Jednym z nich jest Derren Brown. Człowiek znany z programów telewizyjnych. Facet interesuje się spirytyzmem i zapewne zmiażdżył by cię argumentami w 5 sekund.
Znam go i podziwiam jego wiedzę oraz umiejętności, ale wątpię, czy mógłby mnie zgnieść.
Wcześniej pisałem o jednej technice podnoszenia stołu. To nie jest jedyna metoda na uzyskanie takiego efektu. Drugą metodą, chyba bardziej popularną było podnoszenie stołu przez naciskanie palcami na blat. Wystarczyło tylko lekko przycisnąć, a stół przechylał się w jedną stronę. Robiły to przeważnie dwie osoby. Stolik musiał być lekki. Trzecią metodą było podnoszenie stołu kolanami.
Kolana odpadają, skoro trzymano jej stopy. Ręce również miała często przywiązane do poręczy krzesła i je również trzymano. Zaznaczę przy tym, że stół wcale nie był lekki:
O stoliku do doświadczeń:
"Stolik umyślnie do doświadczeń zrobiony, spory, czworonożny, z białego drzewa, zbadałem wpierw najdokładniej, wypróbowawszy mechanicznie wszelkie możliwe sposoby poruszenia go.

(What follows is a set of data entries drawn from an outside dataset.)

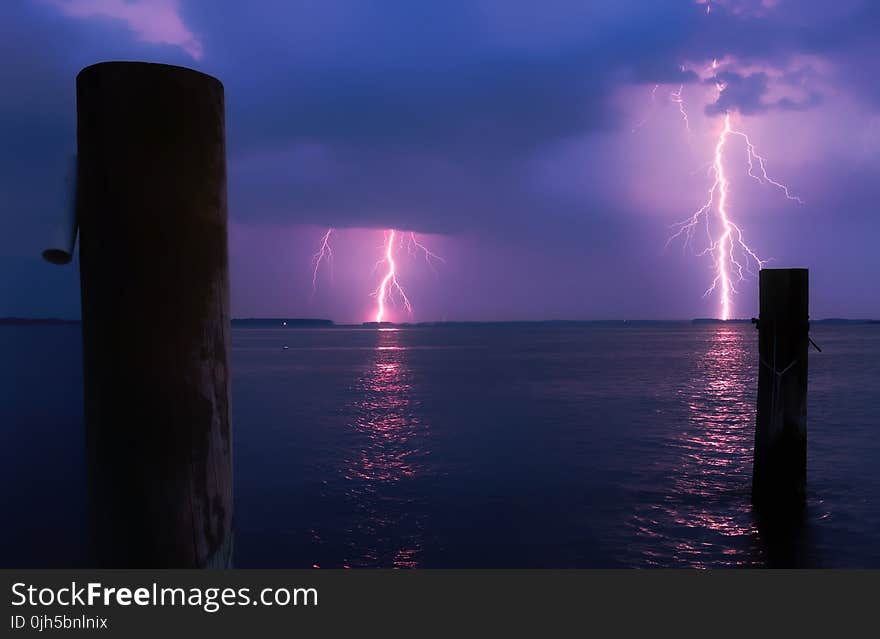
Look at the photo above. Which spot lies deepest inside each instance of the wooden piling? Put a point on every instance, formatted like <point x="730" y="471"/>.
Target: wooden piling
<point x="155" y="314"/>
<point x="780" y="462"/>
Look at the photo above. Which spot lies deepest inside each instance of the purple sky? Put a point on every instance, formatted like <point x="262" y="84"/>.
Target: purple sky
<point x="523" y="141"/>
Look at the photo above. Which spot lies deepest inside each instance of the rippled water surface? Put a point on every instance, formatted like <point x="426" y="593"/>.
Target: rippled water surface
<point x="487" y="445"/>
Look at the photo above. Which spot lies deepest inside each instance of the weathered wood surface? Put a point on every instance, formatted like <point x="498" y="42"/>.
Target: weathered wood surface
<point x="780" y="463"/>
<point x="155" y="314"/>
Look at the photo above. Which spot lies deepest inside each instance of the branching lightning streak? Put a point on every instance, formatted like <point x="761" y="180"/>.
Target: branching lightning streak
<point x="389" y="286"/>
<point x="676" y="97"/>
<point x="729" y="267"/>
<point x="324" y="254"/>
<point x="415" y="247"/>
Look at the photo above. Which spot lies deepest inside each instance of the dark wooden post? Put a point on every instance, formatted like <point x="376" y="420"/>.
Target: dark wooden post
<point x="155" y="314"/>
<point x="780" y="464"/>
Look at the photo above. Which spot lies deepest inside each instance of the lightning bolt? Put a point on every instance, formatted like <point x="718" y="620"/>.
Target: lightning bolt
<point x="323" y="255"/>
<point x="731" y="255"/>
<point x="415" y="247"/>
<point x="676" y="97"/>
<point x="389" y="287"/>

Sześć osób mogło przy nim siedzieć wygodnie. Boki miał całkiem gładkie (bez blatu wystającego). Stopą nóg jego podważyć nie było można, ręką zaś trzymaną na wierzchu tylko w pewnych warunkach i nie od strony osoby naciskającej."

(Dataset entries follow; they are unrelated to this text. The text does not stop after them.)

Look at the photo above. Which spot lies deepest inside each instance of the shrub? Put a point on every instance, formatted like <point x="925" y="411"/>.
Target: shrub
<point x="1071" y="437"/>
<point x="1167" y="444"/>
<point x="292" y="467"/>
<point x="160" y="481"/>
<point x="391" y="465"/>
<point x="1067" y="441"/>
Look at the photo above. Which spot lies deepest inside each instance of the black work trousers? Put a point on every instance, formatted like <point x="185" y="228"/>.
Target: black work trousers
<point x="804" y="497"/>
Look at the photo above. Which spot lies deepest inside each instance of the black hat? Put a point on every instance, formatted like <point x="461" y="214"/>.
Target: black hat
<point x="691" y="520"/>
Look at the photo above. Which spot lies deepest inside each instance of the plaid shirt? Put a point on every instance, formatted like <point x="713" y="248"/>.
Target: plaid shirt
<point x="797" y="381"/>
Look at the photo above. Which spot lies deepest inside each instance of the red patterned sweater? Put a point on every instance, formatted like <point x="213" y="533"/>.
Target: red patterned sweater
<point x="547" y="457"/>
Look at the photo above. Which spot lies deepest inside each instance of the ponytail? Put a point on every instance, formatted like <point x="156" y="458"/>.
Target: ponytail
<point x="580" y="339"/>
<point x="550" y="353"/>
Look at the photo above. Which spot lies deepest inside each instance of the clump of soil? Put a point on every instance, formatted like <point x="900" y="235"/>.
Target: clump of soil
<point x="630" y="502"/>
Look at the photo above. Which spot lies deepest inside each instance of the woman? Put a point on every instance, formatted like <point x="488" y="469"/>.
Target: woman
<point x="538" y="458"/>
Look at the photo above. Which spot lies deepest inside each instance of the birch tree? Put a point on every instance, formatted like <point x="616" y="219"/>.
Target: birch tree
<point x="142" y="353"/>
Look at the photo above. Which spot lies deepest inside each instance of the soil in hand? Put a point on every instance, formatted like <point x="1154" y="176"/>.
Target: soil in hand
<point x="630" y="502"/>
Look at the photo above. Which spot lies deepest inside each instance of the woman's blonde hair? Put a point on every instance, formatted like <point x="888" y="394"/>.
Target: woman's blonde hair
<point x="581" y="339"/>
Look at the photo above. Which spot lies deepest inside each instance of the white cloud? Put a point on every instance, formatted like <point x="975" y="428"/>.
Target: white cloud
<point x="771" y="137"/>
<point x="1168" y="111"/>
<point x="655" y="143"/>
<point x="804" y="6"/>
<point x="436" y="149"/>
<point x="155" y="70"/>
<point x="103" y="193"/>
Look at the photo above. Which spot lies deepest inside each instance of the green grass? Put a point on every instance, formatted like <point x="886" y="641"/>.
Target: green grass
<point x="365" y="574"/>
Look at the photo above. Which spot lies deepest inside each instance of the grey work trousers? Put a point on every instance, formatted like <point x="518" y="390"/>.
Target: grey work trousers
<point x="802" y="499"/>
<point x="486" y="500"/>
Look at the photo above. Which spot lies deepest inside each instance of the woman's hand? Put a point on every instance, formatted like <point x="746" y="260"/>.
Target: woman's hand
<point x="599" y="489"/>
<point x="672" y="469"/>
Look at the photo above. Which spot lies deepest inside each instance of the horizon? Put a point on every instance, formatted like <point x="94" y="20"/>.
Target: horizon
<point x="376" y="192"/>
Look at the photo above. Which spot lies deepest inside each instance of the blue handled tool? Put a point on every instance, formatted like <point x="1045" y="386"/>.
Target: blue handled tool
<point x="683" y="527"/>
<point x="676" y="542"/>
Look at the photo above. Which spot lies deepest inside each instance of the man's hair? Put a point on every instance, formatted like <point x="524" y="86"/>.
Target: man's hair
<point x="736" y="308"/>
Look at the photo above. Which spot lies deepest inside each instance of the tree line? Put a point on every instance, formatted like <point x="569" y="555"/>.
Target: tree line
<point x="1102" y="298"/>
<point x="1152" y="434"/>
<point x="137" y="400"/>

Pozwól że przytoczę kilka cytatów i powiedz czy mogą to być sztuczki. Otwieram się na twą wiedzę z zakresu iluzji. Weź też pod uwagę, że na seansy przychodziło wiele osób pragnących tylko i wyłącznie medium zdemaskować, zawsze Eusapię dokładnie przeszukiwano i sprawdzano całe pomieszczenie oraz używane przedmioty.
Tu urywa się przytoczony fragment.